The hardest part is the housework because you have to wash clothes, cook all the time, the sink is always full of dishes.
But it is harder for the child. You have to do everything to make him or her feel at home, to trust you because most of the time children come with trauma, it’s hard for them to trust someone. That’s why when a new person comes, I never demand – I give.
How do you find time to talk with 10 teenagers? How do you divide that time between everyone?
We have an agreement that if someone needs to talk, we just go and talk. A lot of the communication is through text messages because teenagers are on their phones all the time, and I can text five of them at once and deal with their issues. It is convenient for me.
Is your spouse also involved in children’s emotional world?
My children call me a crisis management centre because I really do this work. And my husband’s job is to make me happy so that I could help the children. We have a very nice division.

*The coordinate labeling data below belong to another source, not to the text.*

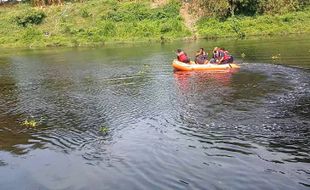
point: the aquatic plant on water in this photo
(30, 123)
(104, 130)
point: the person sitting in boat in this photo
(201, 57)
(216, 57)
(182, 56)
(224, 57)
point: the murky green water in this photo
(167, 130)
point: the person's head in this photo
(215, 49)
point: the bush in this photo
(32, 17)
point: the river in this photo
(248, 129)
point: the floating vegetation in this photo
(243, 55)
(274, 57)
(104, 130)
(30, 123)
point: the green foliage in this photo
(226, 8)
(30, 17)
(295, 22)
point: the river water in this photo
(247, 129)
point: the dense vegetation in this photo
(37, 23)
(90, 23)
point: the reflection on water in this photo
(243, 129)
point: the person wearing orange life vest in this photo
(182, 56)
(224, 56)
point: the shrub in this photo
(32, 17)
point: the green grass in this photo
(97, 22)
(290, 23)
(92, 23)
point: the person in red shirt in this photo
(225, 57)
(182, 56)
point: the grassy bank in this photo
(91, 23)
(98, 22)
(289, 23)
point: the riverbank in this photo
(263, 25)
(96, 23)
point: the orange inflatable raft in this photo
(202, 67)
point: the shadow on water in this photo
(246, 129)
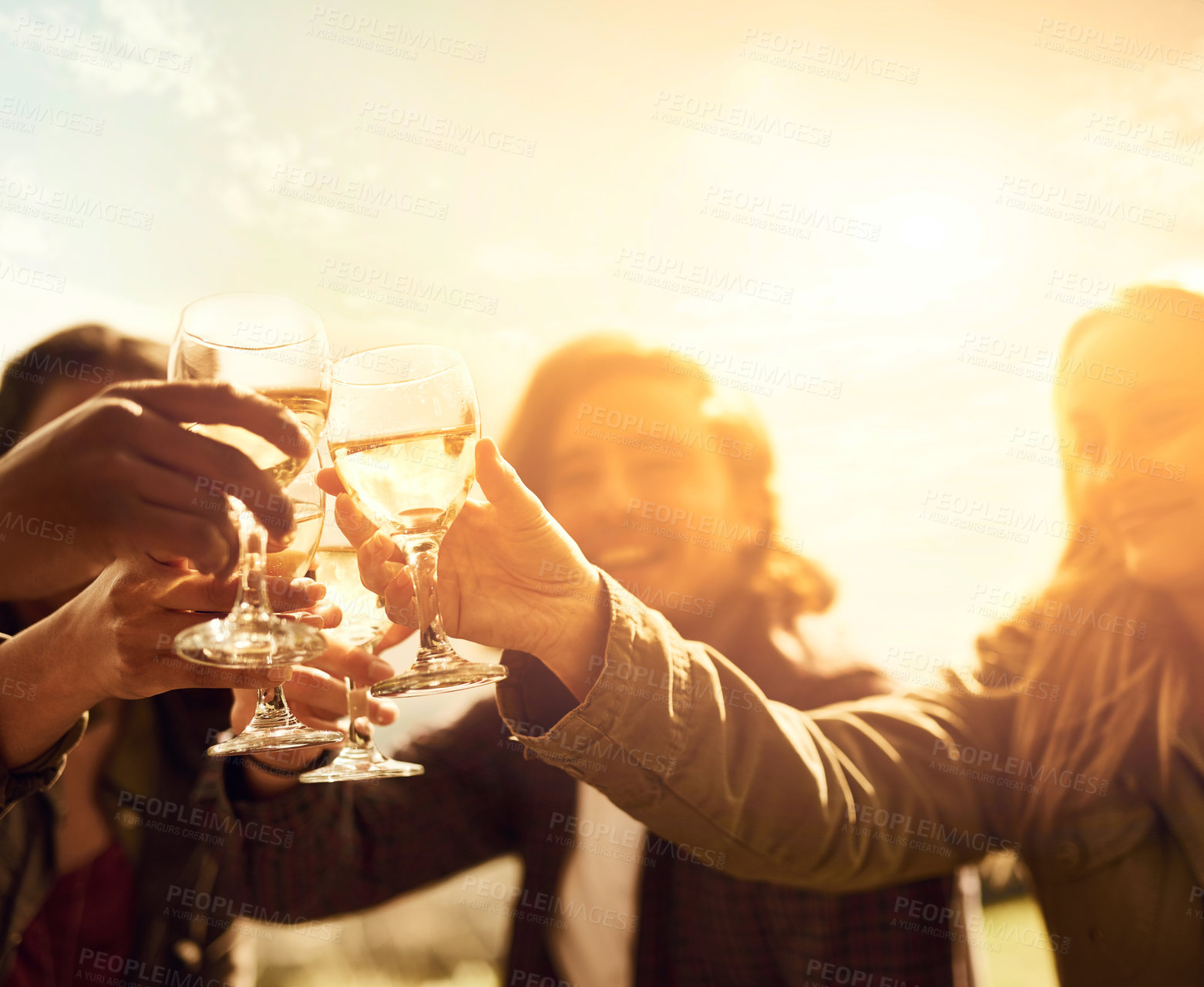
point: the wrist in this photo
(580, 621)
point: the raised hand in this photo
(510, 576)
(117, 477)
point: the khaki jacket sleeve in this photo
(41, 773)
(849, 797)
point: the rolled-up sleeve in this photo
(41, 773)
(844, 798)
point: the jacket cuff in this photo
(600, 741)
(42, 772)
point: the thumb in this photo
(503, 486)
(242, 709)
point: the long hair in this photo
(768, 569)
(1114, 670)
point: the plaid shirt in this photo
(358, 845)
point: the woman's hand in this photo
(126, 620)
(115, 639)
(508, 576)
(117, 477)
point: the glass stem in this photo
(359, 729)
(271, 710)
(422, 559)
(252, 599)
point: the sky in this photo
(874, 218)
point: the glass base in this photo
(258, 740)
(447, 675)
(230, 644)
(362, 764)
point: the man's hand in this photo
(118, 477)
(510, 576)
(115, 639)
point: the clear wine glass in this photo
(274, 727)
(364, 625)
(278, 347)
(404, 430)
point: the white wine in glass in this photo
(404, 430)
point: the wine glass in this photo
(364, 625)
(404, 430)
(274, 727)
(278, 347)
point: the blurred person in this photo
(604, 901)
(1077, 739)
(94, 844)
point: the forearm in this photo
(580, 617)
(42, 693)
(838, 800)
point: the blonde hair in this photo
(1124, 691)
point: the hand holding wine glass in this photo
(277, 346)
(510, 576)
(151, 487)
(404, 426)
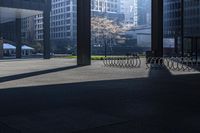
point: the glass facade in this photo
(182, 27)
(120, 27)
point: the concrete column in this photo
(18, 38)
(157, 28)
(46, 31)
(1, 47)
(83, 32)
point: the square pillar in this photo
(46, 31)
(18, 38)
(83, 32)
(157, 28)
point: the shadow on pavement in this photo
(145, 105)
(31, 74)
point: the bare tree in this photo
(105, 32)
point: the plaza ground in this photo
(56, 96)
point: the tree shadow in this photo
(169, 105)
(31, 74)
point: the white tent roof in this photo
(24, 47)
(8, 46)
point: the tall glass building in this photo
(182, 25)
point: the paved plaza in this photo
(56, 96)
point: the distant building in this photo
(144, 12)
(107, 8)
(63, 25)
(191, 25)
(130, 10)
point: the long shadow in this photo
(31, 74)
(143, 105)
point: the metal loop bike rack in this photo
(173, 63)
(122, 61)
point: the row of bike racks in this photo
(123, 62)
(173, 63)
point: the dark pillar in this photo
(83, 32)
(46, 31)
(182, 28)
(157, 28)
(18, 38)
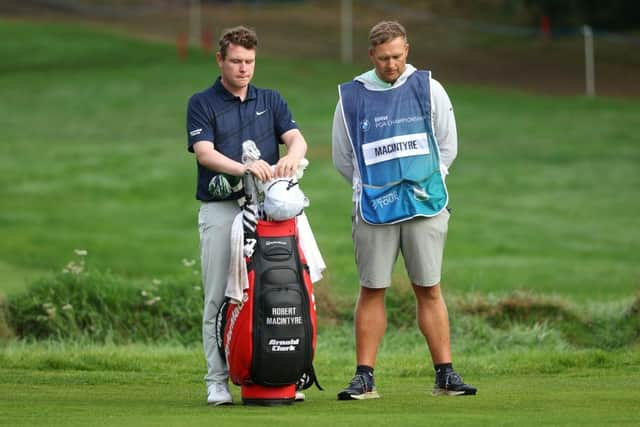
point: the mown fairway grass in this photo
(93, 156)
(162, 386)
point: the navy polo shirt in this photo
(216, 115)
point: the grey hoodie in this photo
(443, 121)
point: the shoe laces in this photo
(220, 387)
(361, 381)
(452, 379)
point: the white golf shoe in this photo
(218, 394)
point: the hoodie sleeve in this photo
(444, 125)
(341, 146)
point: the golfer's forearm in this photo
(296, 144)
(341, 151)
(216, 161)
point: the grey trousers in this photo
(214, 224)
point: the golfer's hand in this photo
(261, 170)
(286, 167)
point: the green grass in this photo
(93, 157)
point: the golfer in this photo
(219, 119)
(394, 139)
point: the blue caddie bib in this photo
(397, 156)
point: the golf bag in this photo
(269, 337)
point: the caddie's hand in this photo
(286, 167)
(261, 170)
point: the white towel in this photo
(237, 281)
(310, 248)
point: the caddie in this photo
(394, 139)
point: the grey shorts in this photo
(421, 241)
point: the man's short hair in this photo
(385, 31)
(241, 36)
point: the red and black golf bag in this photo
(269, 337)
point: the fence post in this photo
(589, 63)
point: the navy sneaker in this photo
(449, 383)
(361, 387)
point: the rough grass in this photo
(86, 306)
(162, 385)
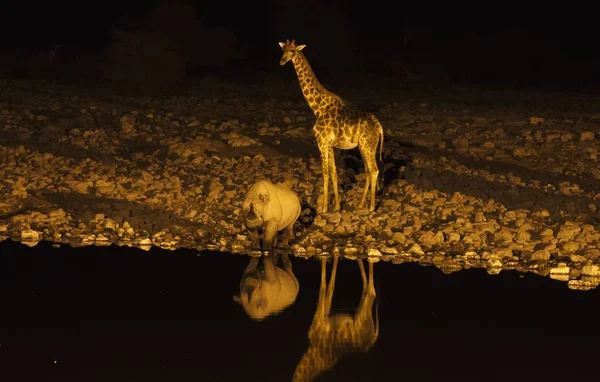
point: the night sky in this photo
(488, 42)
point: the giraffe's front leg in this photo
(325, 170)
(334, 181)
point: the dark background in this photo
(499, 44)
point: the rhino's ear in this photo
(264, 198)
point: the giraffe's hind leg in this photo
(334, 181)
(367, 150)
(325, 170)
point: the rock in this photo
(568, 231)
(561, 272)
(587, 136)
(430, 239)
(570, 246)
(541, 254)
(590, 269)
(536, 121)
(30, 235)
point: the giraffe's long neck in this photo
(315, 94)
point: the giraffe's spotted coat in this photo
(337, 126)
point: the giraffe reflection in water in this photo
(333, 336)
(267, 289)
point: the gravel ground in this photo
(502, 181)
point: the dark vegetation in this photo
(172, 43)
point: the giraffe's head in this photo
(290, 50)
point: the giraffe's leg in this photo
(371, 282)
(331, 286)
(364, 196)
(368, 154)
(333, 175)
(368, 179)
(320, 315)
(325, 169)
(362, 273)
(288, 233)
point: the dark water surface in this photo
(123, 314)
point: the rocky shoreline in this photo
(474, 180)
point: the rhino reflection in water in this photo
(333, 336)
(267, 289)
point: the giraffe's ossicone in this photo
(337, 126)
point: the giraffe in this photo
(333, 336)
(338, 126)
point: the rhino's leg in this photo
(270, 232)
(287, 264)
(251, 268)
(270, 269)
(255, 239)
(288, 233)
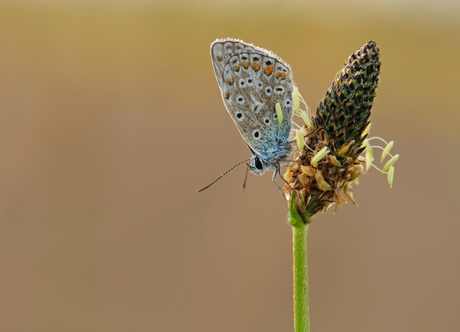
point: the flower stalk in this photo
(329, 159)
(300, 268)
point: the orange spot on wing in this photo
(268, 70)
(256, 66)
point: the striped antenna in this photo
(204, 188)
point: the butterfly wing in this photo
(252, 80)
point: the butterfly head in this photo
(257, 165)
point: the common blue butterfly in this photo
(252, 81)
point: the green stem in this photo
(299, 242)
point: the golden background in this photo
(111, 119)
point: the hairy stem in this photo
(299, 242)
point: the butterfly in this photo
(252, 81)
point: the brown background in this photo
(111, 119)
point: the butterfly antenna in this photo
(204, 188)
(245, 178)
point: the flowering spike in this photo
(310, 171)
(369, 154)
(334, 161)
(387, 149)
(336, 136)
(391, 174)
(390, 163)
(295, 99)
(320, 155)
(322, 184)
(367, 130)
(345, 150)
(279, 114)
(304, 116)
(300, 139)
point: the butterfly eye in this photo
(258, 163)
(279, 89)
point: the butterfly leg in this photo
(276, 184)
(277, 172)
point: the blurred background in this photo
(111, 119)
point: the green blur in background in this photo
(111, 119)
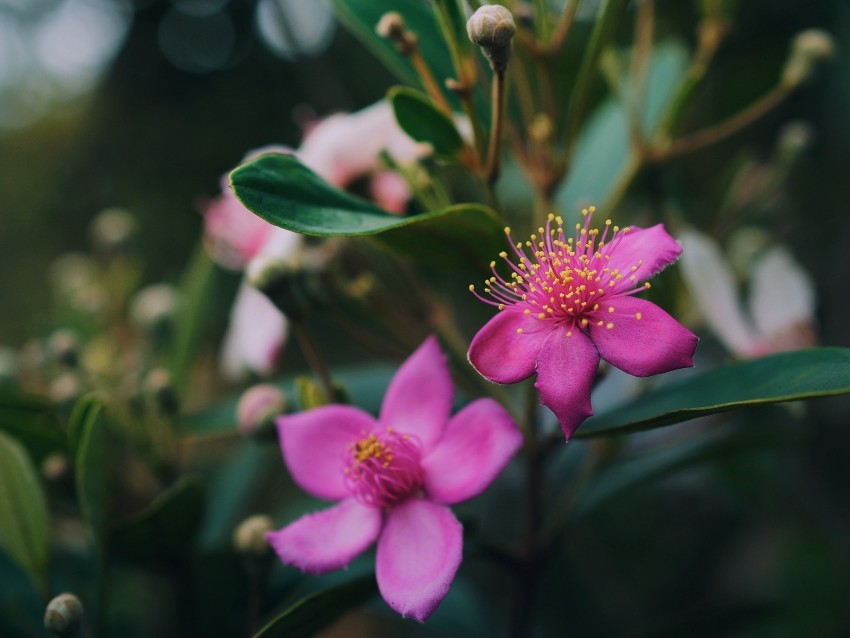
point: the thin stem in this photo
(494, 149)
(314, 360)
(726, 128)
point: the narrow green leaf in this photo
(197, 288)
(33, 422)
(787, 376)
(286, 193)
(361, 16)
(424, 122)
(166, 527)
(92, 473)
(23, 513)
(313, 613)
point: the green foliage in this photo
(286, 193)
(787, 376)
(313, 613)
(24, 533)
(424, 122)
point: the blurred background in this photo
(145, 104)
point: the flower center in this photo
(568, 280)
(383, 468)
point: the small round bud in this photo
(55, 467)
(808, 49)
(249, 537)
(491, 26)
(64, 615)
(65, 388)
(257, 408)
(112, 229)
(63, 347)
(159, 386)
(154, 306)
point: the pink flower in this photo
(781, 298)
(569, 304)
(394, 478)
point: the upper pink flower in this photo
(569, 303)
(394, 478)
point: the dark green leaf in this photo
(787, 376)
(166, 527)
(424, 122)
(23, 512)
(33, 422)
(313, 613)
(286, 193)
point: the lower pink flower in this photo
(569, 303)
(394, 478)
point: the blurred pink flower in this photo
(781, 301)
(339, 148)
(569, 304)
(394, 478)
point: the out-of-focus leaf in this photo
(361, 16)
(603, 148)
(23, 513)
(92, 477)
(86, 409)
(424, 122)
(286, 193)
(197, 288)
(167, 526)
(365, 384)
(787, 376)
(313, 613)
(33, 422)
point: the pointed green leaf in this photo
(286, 193)
(166, 527)
(90, 454)
(424, 122)
(313, 613)
(787, 376)
(23, 512)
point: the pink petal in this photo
(255, 337)
(653, 248)
(650, 345)
(324, 541)
(419, 399)
(315, 446)
(566, 369)
(419, 552)
(501, 354)
(477, 445)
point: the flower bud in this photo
(492, 27)
(257, 408)
(808, 49)
(154, 306)
(160, 388)
(64, 615)
(112, 229)
(249, 537)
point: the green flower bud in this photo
(249, 537)
(808, 49)
(257, 408)
(491, 26)
(64, 615)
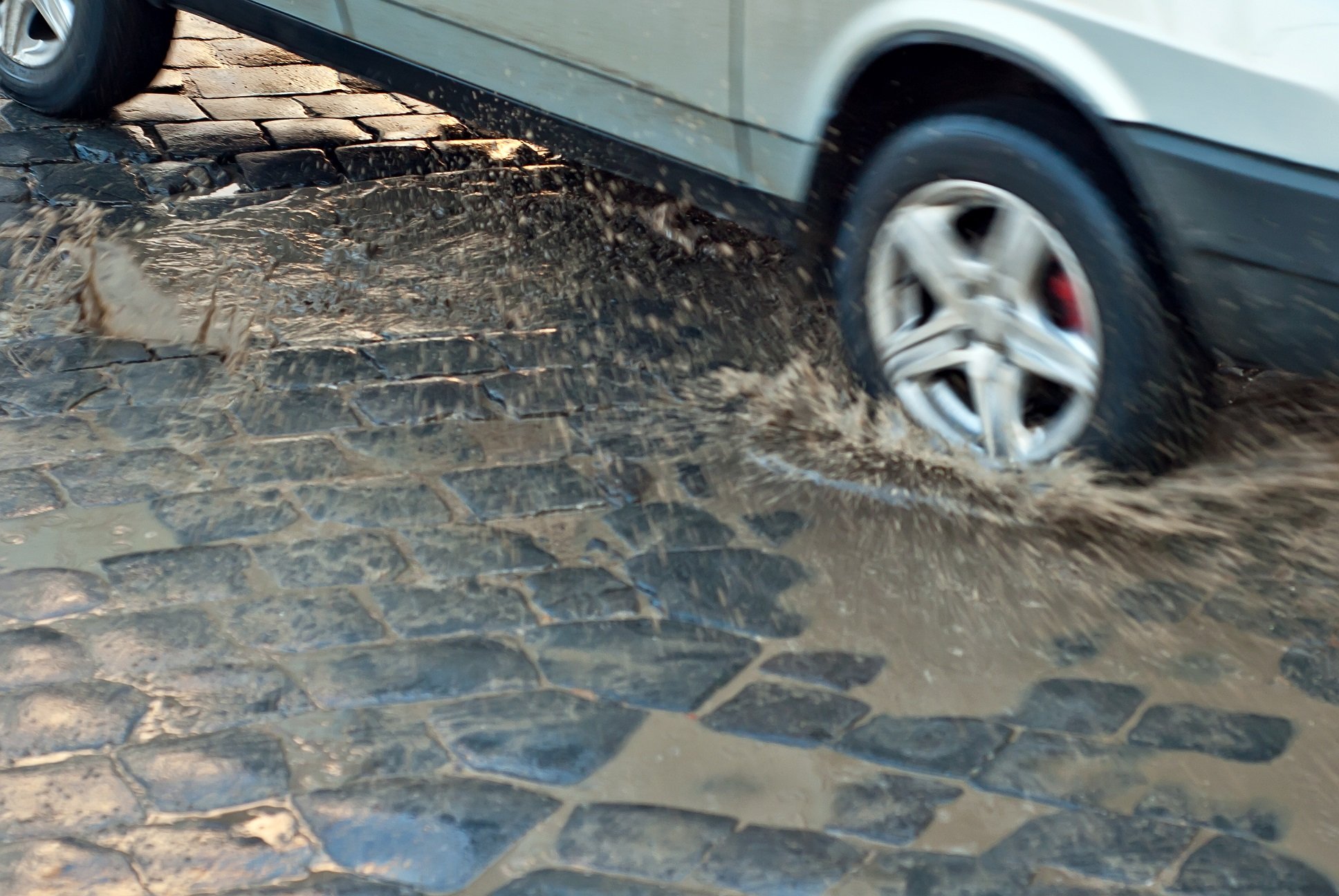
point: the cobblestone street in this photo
(437, 592)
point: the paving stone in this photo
(497, 493)
(47, 440)
(31, 657)
(1232, 867)
(335, 749)
(376, 161)
(1243, 737)
(114, 144)
(670, 527)
(414, 358)
(287, 168)
(131, 477)
(315, 133)
(548, 737)
(158, 107)
(414, 128)
(129, 646)
(373, 504)
(33, 148)
(421, 401)
(1078, 706)
(460, 606)
(268, 81)
(643, 841)
(786, 714)
(1314, 669)
(177, 381)
(732, 588)
(831, 669)
(418, 447)
(212, 772)
(293, 413)
(406, 673)
(51, 393)
(241, 850)
(777, 861)
(436, 834)
(181, 575)
(220, 516)
(583, 594)
(201, 138)
(460, 552)
(1158, 601)
(662, 666)
(1128, 851)
(26, 493)
(64, 868)
(164, 425)
(948, 747)
(87, 181)
(343, 560)
(888, 808)
(279, 461)
(562, 881)
(1064, 770)
(295, 623)
(73, 797)
(33, 595)
(353, 105)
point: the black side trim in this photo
(490, 111)
(1257, 245)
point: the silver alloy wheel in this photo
(983, 321)
(34, 32)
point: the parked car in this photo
(1041, 217)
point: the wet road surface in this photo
(449, 577)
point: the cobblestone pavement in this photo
(483, 611)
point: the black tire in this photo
(1150, 400)
(114, 51)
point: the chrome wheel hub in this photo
(984, 323)
(34, 32)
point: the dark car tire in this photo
(114, 51)
(1150, 400)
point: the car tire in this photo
(1145, 413)
(113, 51)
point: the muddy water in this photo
(966, 581)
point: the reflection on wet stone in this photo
(642, 841)
(406, 673)
(666, 666)
(774, 861)
(433, 834)
(342, 560)
(59, 718)
(950, 747)
(221, 516)
(888, 808)
(732, 590)
(1078, 706)
(73, 797)
(460, 606)
(548, 737)
(213, 772)
(33, 595)
(786, 714)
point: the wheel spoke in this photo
(1042, 348)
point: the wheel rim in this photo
(984, 323)
(34, 32)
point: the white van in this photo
(1041, 217)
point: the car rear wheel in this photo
(80, 58)
(991, 286)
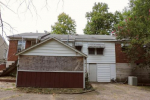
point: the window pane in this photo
(99, 50)
(78, 48)
(91, 51)
(21, 45)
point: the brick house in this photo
(105, 59)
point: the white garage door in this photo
(103, 72)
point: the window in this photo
(5, 53)
(96, 51)
(78, 47)
(33, 43)
(21, 45)
(124, 46)
(92, 51)
(99, 51)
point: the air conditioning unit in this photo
(132, 80)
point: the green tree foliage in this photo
(65, 25)
(135, 29)
(100, 21)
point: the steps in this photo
(9, 69)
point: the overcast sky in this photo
(26, 21)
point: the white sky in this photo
(76, 9)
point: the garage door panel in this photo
(50, 80)
(103, 72)
(104, 81)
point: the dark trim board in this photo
(50, 79)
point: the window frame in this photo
(95, 52)
(102, 51)
(20, 42)
(89, 51)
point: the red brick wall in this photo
(2, 66)
(28, 44)
(120, 56)
(12, 50)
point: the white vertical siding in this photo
(108, 54)
(51, 48)
(3, 49)
(103, 72)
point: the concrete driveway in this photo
(105, 91)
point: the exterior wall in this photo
(49, 63)
(28, 44)
(51, 48)
(50, 79)
(108, 54)
(125, 69)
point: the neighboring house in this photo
(105, 59)
(3, 52)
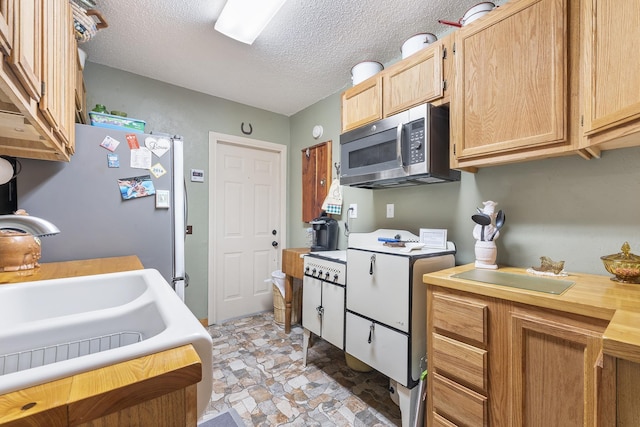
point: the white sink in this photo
(52, 329)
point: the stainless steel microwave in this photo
(408, 148)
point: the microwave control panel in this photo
(416, 142)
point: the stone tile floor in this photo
(258, 370)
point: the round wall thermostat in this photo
(6, 171)
(317, 131)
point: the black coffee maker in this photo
(325, 233)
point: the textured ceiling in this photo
(304, 55)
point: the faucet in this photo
(28, 224)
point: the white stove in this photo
(386, 308)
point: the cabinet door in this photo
(413, 81)
(362, 103)
(26, 55)
(58, 69)
(379, 277)
(511, 84)
(6, 26)
(552, 369)
(333, 315)
(612, 85)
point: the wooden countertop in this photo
(87, 267)
(591, 295)
(93, 394)
(101, 390)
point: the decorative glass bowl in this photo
(624, 265)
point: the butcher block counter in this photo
(158, 389)
(504, 355)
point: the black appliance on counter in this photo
(325, 233)
(8, 191)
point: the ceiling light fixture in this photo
(244, 20)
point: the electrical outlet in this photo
(390, 210)
(353, 210)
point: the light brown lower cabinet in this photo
(521, 365)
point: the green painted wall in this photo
(171, 109)
(566, 208)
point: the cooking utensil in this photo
(500, 217)
(483, 220)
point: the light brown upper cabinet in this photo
(611, 37)
(516, 84)
(37, 79)
(414, 80)
(362, 103)
(6, 26)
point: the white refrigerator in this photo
(104, 207)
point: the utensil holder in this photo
(486, 254)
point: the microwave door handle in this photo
(399, 147)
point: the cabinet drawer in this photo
(461, 317)
(461, 361)
(387, 351)
(455, 402)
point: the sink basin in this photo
(52, 329)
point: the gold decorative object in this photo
(547, 264)
(624, 265)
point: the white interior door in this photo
(246, 224)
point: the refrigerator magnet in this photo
(112, 160)
(162, 199)
(157, 170)
(110, 143)
(140, 158)
(136, 186)
(132, 140)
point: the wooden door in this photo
(415, 80)
(26, 55)
(247, 225)
(511, 88)
(316, 179)
(553, 369)
(612, 84)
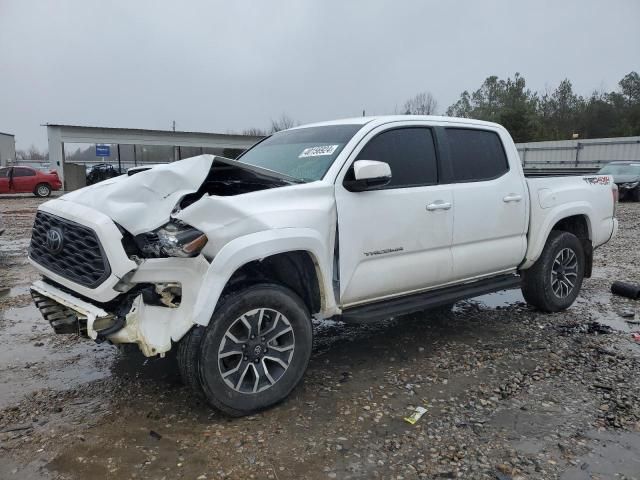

He, of course, contributes both to children’s education and housework. But his biggest job is to make sure that I am happy because when a mother is happy, the whole family is happy.
What do you mean by saying that the husband has to make you happy?
Now, that the children are bigger, it is easier. I think what helps the most is that I'm not just a mother. I am a friend, a volunteer. There is a charity organisation in Zarasai called Išgirsk Mane (Hear Me Out), which takes care of sick children. I am the president of that organisation.

I and my husband also renovated a beautiful mill in the town of Salakas and set up a photo studio there. It’s things like that that keep me from drowning in domestic life. If it was all about dirty clothes and a bucket of potatoes, it would be bad.
Were there situations when you thought that maybe you shouldn’t have done it?
I’ve never regretted it, but it was hard. I’ve cried into the pillow a hundred times. It was because of burnout, and that’s normal. Sometimes we get tired of ourselves, and there are so many people and characters. Sometimes, when I have the chance, I try to go away, clear my head, but when I come back, I have to concentrate.
How many more children are you planning to welcome into your family?
When I am asked this question, the first thing I think about is how many grandchildren I will have. At least 60.
But if it happens that a child needs a family, we will raise him or her. [...] It’s not work, it’s sharing. If you have something to share, you share.